Der Vergleich mit dem aktuellen Stand der Lärmminderungstechnik hat eine große Bedeutung, weil man je nach Ergebnis ggf. auf alle nachfolgenden Schritte verzichten kann. Die Einhaltung des Standes der Technik bedeutet, dass es derzeit keine geeigneten technischen Lärmschutzmaßnahmen für die entsprechenden Arbeitsplätze gibt. D.h. man muss zunächst die gegebene Lärmbelastung und die damit verbundenen Risiken akzeptieren und die Beschäftigten mit Gehörschutz versorgen. Es ist dann allerdings erforderlich, die Lärmsituation regelmäßig auf mögliche Fortschritte in der Lärmminderungstechnik zu überprüfen und ggf. zu einem späteren Zeitpunkt geeignete Lärmminderungsmaßnahmen zu planen und durchzuführen.

Die Lärm- und Vibrations-Arbeitsschutz-Verordnung [1] definiert in § 2 (8) den Stand der Technik als "Entwicklungsstand fortschrittlicher Verfahren, Einrichtungen oder Betriebsweisen, der die praktische Eignung einer Maßnahme zum Schutz der Gesundheit und zur Sicherheit der Beschäftigten gesichert erscheinen lässt.
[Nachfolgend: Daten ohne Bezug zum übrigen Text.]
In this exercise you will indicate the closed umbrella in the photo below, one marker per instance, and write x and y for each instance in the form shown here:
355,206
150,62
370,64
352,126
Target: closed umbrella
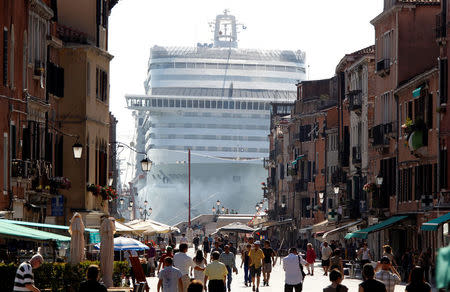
76,230
107,230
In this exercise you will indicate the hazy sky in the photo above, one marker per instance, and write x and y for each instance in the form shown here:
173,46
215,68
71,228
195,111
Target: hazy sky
326,30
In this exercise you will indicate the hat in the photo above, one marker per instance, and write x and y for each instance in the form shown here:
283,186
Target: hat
385,260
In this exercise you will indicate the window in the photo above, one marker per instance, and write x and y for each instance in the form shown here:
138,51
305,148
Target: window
102,85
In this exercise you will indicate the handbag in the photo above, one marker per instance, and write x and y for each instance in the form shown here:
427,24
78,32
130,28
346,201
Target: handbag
301,267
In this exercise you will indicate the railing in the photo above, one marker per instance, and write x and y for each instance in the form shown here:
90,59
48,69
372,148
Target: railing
441,27
355,100
383,65
70,35
356,154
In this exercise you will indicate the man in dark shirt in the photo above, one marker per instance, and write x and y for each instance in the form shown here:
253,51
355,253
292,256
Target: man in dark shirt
370,284
92,284
269,258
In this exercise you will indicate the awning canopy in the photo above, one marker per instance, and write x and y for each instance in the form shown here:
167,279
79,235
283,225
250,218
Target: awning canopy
363,233
342,228
44,225
18,231
433,225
Bei der Bestimmung des Standes der Technik sind insbesondere vergleichbare Verfahren, Einrichtungen oder Betriebsweisen heranzuziehen, die mit Erfolg in der Praxis erprobt worden sind."

In diesem Schritt des Lärmminderungsprogramms ist nun also zu klären, ob die für die Lärmbelastung relevanten Maschinen und Werkzeuge sowie die Raumakustik dem fortschrittlichen Stand der Lärmminderungstechnik entsprechen. Als Hilfe bei dieser Entscheidung wird auf vergleichbare Verfahren, Einrichtungen oder Betriebsweisen verwiesen, die mit Erfolg in der Praxis erprobt worden sind. Diese Beurteilung erfordert demnach entsprechende branchenspezifische Erfahrungen in der Produktionstechnik und der Schallschutztechnik.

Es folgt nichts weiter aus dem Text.